Rejet 16 juin 2026
Commentaire • 0
Sur la décision
| Référence : | TA Paris, 16 juin 2026, n° 2618451 |
|---|---|
| Juridiction : | Tribunal administratif de Paris |
| Numéro : | 2618451 |
| Type de recours : | Excès de pouvoir |
| Dispositif : | Rejet |
| Date de dernière mise à jour : | 19 juin 2026 |
Texte intégral
Vu la procédure suivante :
Par une requête et des pièces complémentaires, enregistrées le 15 juin 2026, la Fédération CGT Commerces et services, représentée par Me Ogier et Me Crusoe, demande à la juge des référés, saisie sur le fondement de l’article L. 521-2 du code de justice administrative :
1°) de suspendre l’exécution de l’arrêté n° 2026-00729 du 15 juin 2026 par lequel le préfet de police a décidé l’interdiction partielle de la manifestation déclarée pour leur compte et devant avoir lieu le mardi 16 juin 2026 de 12h à 19h place Pierre Dux, à Paris (6e arrondissement) devant l’entrée du Sénat, en tant qu’il interdit la manifestation statique ;
2°) de mettre à la charge de l’État une somme de 2 000 euros en application de l’article L. 761-1 du code de justice administrative.

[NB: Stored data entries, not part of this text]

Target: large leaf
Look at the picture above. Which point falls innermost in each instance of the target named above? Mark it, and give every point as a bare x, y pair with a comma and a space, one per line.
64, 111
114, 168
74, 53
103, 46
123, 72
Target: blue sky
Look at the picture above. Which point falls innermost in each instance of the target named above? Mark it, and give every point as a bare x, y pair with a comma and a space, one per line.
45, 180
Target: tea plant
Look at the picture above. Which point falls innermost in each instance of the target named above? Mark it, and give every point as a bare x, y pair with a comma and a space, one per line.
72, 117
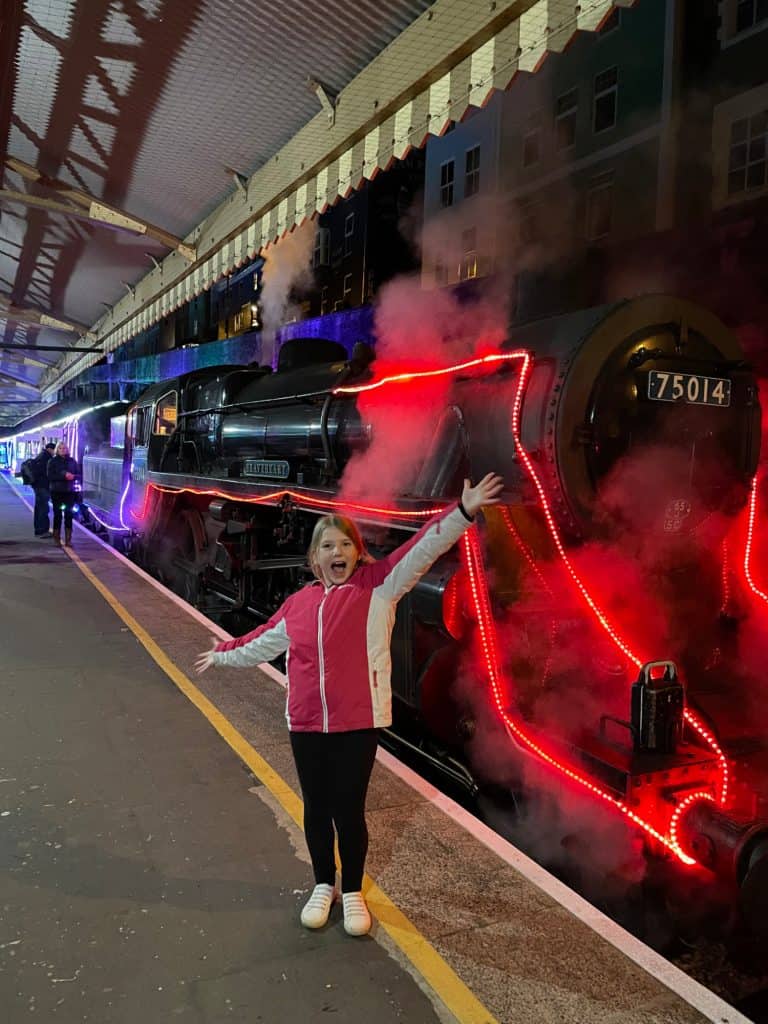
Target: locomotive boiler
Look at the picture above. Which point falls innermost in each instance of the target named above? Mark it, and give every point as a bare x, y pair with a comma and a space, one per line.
590, 631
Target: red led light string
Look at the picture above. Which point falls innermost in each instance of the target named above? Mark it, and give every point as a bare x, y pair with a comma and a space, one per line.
523, 548
555, 534
478, 587
322, 503
550, 519
681, 808
144, 505
423, 374
526, 554
725, 577
752, 515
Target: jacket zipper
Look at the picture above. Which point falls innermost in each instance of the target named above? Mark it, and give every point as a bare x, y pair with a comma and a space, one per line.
322, 664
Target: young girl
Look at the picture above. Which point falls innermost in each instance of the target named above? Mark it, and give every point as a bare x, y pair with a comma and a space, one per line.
338, 630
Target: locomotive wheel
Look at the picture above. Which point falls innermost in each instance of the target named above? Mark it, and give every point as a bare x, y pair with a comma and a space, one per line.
178, 560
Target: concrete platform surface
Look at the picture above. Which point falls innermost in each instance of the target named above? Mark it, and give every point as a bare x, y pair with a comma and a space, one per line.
152, 871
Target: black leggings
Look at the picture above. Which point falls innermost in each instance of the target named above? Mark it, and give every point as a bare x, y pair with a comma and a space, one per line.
334, 771
61, 502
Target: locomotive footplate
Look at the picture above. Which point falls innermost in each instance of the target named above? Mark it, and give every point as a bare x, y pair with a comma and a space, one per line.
643, 777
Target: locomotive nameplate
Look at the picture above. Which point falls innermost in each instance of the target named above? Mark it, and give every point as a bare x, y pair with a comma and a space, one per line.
691, 388
276, 468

La Fédération soutient que :
- la condition d’urgence est satisfaite compte tenu de l’imminence de la manifestation ;
- l’arrêté porte une atteinte grave et illégale à la liberté d’aller et venir, à la liberté d’expression et à la liberté de manifestation ;
- la pratique des interdictions partielles de manifestation, de plus en plus fréquemment utilisée par le préfet de police et qui consiste à interdire la manifestation sur le lieu sur lequel elle avait été déclarée et à autoriser sa tenue sur un autre endroit, souvent situé à plusieurs centaines de mètres du lieu mentionné dans la déclaration, porte une atteinte grave et manifestement illégale à la liberté de réunion et de manifestation ; qu’aucune circonstance particulière ne fait obstacle à ce que la manifestation se tienne devant le Sénat ; que le déplacement de la manifestation vers la Place Edmond Rostand est inapproprié dans la mesure où il ne permet pas d’interpeller et d’accéder directement à un dialogue avec les sénateurs ; qu’enfin le préfet de police ne prétend pas même que le rassemblement serait, en lui-même, de nature à créer un quelconque trouble pour l’ordre public.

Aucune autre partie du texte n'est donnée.